Recommendations for scaling CDE deployments
Your business might experience a sudden increase or drop in demand due to which your Cloudera Data Engineering (CDE) deployment needs to autoscale. You can scale your CDE deployment by either adding new instances of a CDE service or Virtual Cluster, or by adding additional resources to the existing ones.
- Vertically - More resources are provisioned within the same instance of a CDE service or Virtual Cluster.
- Horizontally - New instances of CDE service or Virtual Cluster are provisioned.

Virtual Clusters provide an isolated autoscaling compute capacity to run Spark and/or Airflow jobs. Virtual Clusters can be used to isolate individual teams or lines of business by using user-based access control lists (ACL).
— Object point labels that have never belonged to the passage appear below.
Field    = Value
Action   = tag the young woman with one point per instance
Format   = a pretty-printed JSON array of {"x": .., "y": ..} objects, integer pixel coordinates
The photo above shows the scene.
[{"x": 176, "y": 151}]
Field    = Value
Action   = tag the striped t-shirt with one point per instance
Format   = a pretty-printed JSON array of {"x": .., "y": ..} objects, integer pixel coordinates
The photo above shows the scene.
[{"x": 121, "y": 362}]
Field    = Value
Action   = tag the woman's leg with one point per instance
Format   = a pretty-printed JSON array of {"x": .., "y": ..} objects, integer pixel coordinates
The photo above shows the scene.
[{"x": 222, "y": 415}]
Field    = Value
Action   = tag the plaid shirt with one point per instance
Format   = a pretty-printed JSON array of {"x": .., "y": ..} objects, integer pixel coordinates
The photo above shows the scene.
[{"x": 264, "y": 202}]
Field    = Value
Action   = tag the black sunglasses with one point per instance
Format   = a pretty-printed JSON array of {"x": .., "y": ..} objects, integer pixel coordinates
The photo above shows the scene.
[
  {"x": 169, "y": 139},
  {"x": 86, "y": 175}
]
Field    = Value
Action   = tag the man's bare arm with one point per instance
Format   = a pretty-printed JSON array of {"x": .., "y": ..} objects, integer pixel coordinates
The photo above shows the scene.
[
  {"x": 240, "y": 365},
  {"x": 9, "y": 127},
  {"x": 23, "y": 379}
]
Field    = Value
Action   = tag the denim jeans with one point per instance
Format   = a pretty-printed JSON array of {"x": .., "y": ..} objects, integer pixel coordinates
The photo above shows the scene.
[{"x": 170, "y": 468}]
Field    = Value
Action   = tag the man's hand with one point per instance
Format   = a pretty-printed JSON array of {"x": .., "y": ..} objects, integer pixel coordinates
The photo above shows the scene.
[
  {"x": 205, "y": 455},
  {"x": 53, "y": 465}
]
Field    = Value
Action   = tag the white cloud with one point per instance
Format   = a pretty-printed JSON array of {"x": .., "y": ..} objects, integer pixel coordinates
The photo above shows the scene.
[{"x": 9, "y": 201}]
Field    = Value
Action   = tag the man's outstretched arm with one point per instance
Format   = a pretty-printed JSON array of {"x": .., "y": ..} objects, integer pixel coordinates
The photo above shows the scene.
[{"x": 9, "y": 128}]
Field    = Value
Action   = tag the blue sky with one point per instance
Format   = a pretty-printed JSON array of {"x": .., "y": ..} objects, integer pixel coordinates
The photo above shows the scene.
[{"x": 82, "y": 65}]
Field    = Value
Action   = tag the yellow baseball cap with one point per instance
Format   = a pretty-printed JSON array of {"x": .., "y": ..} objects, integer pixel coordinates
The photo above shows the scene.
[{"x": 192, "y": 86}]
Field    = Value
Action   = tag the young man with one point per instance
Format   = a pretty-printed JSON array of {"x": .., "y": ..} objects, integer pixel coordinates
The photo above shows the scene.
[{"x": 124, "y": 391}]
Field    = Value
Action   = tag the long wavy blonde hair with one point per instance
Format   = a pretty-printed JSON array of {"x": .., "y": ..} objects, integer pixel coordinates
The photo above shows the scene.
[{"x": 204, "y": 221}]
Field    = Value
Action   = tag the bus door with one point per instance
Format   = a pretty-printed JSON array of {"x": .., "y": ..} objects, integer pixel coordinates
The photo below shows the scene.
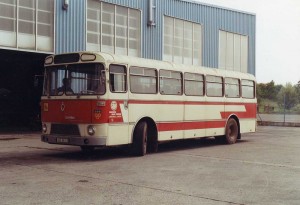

Guidelines for scaling Virtual Clusters
-
Each Virtual Cluster requires infrastructure capacity to run various services such as Airflow, API server, and Spark-History-Server (SHS).
Recommendation: Do not scale horizontally beyond 50 Virtual Clusters within the same CDE service.
-
Virtual Clusters can actively run hundreds of parallel jobs. In certain scenarios, it might be required to simultaneously submit multiple jobs as per the schedule or due to a burst in demand. In these scenarios the API server cannot exceed 60 simultaneous job submissions. Once the jobs move from submission to running state, more jobs can be submitted.
Recommendation: Distribute simultaneous submission of jobs over time or horizontally scale across multiple Virtual Clusters.